Mostrando entradas con la etiqueta nostalgia. Mostrar todas las entradas
Mostrando entradas con la etiqueta nostalgia. Mostrar todas las entradas

"Estoy en el cielo..."

Los jueves son siempre los días más duros para mí, así que hoy me he propuesto empezar bien. ¿Y cómo lo hacen en las películas para animar la cosa? O se echan un trago al pecho o se ponen a cantar.

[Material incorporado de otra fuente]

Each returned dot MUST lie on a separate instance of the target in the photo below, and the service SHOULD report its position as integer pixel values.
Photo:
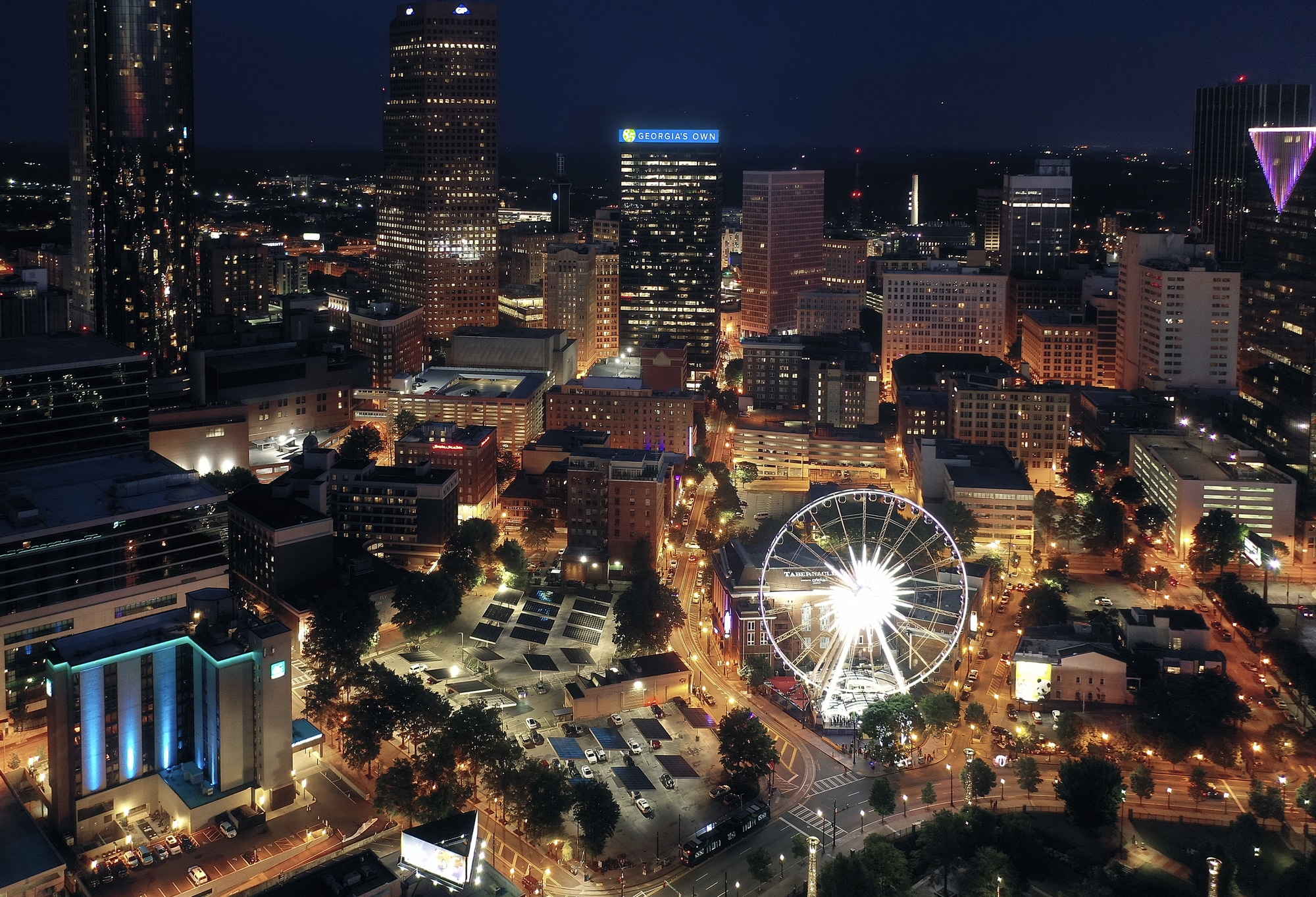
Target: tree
(1217, 541)
(1142, 782)
(361, 444)
(403, 423)
(960, 521)
(978, 778)
(231, 480)
(513, 557)
(647, 612)
(882, 796)
(1027, 775)
(1092, 790)
(976, 715)
(539, 529)
(747, 748)
(597, 813)
(426, 604)
(940, 711)
(760, 865)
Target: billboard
(667, 136)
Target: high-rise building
(131, 166)
(438, 201)
(1036, 218)
(672, 196)
(1178, 313)
(1223, 154)
(782, 238)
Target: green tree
(978, 778)
(1027, 775)
(231, 480)
(1142, 782)
(1217, 541)
(597, 813)
(747, 748)
(940, 711)
(539, 529)
(1092, 790)
(513, 557)
(960, 521)
(361, 444)
(882, 798)
(403, 423)
(647, 612)
(760, 865)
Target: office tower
(672, 197)
(1178, 313)
(131, 166)
(1036, 218)
(946, 309)
(1276, 347)
(561, 199)
(1223, 153)
(581, 297)
(782, 240)
(438, 201)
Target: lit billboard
(665, 136)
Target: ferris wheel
(876, 594)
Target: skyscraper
(1036, 218)
(782, 246)
(439, 195)
(672, 196)
(1223, 154)
(131, 166)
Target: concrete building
(393, 337)
(782, 236)
(1036, 218)
(469, 450)
(509, 400)
(1072, 347)
(277, 545)
(91, 542)
(828, 309)
(581, 297)
(189, 712)
(636, 416)
(952, 309)
(401, 512)
(1032, 423)
(517, 349)
(1192, 478)
(1178, 315)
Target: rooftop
(61, 351)
(110, 487)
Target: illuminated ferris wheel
(877, 596)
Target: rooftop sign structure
(1284, 154)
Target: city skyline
(753, 101)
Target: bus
(722, 834)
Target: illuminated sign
(661, 136)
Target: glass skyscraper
(1223, 154)
(131, 166)
(672, 195)
(438, 203)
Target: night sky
(771, 74)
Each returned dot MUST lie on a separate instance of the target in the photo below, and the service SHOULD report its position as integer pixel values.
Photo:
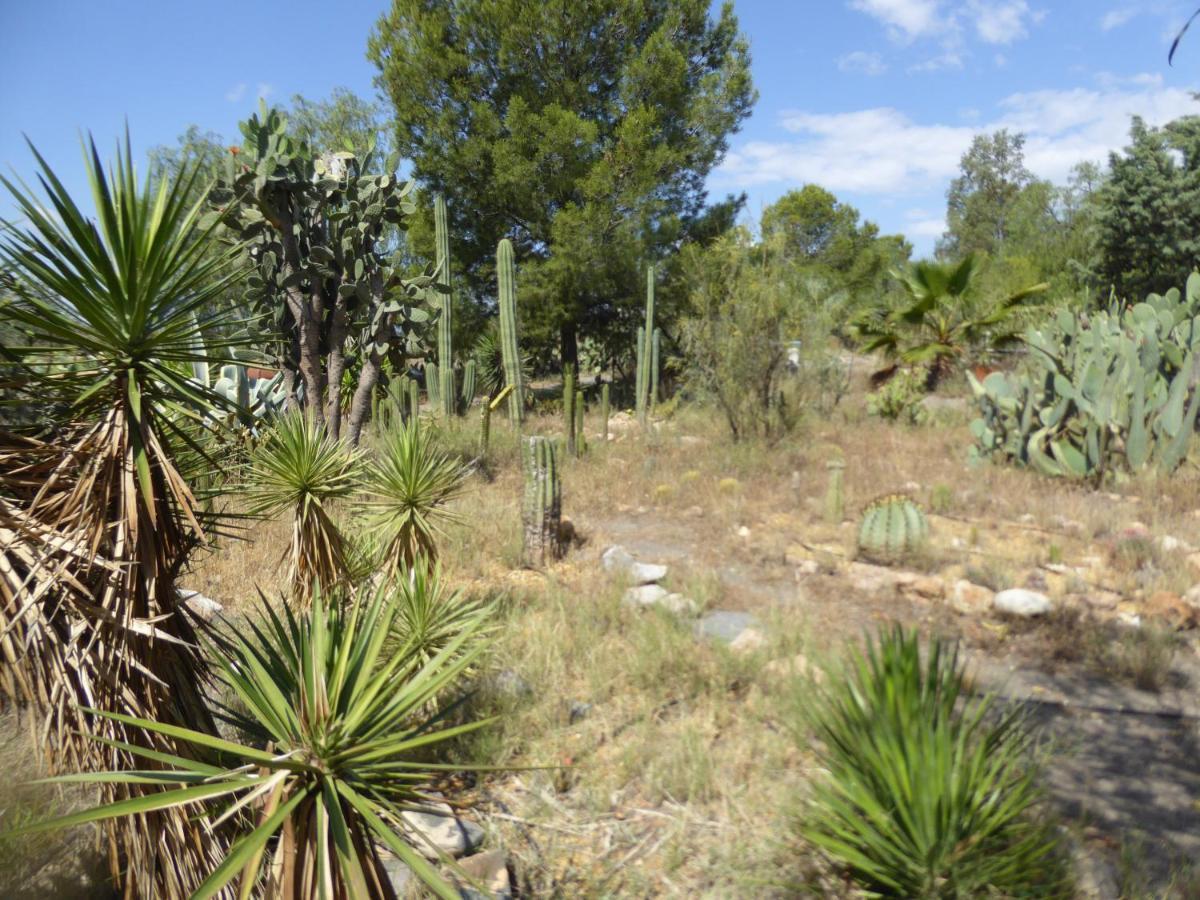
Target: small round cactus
(892, 528)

Total, que buscando alguna cancioncilla graciosa por ahí me he topado con un vídeo que llevaba buscando qué se yo cuánto tiempo. Año 1997, ceremonia de entrega de los Premios de la Academia, también llamados Oscars. Sale Martin Scorsese y anuncia el galardón honorífico a Stanley Donen, director de maravillas como Un día en Nueva York (1949), Cantando bajo la lluvia (1952), Siempre hace buen tiempo (1954), Una cara con ángel (1957), Charada (1963), Dos en la carretera (1967) o Lío en Río (1984).

El caso es que el buen hombre sale ante el público, con esa cara de bonachón incorruptible, y agradece el premio de la única manera posible...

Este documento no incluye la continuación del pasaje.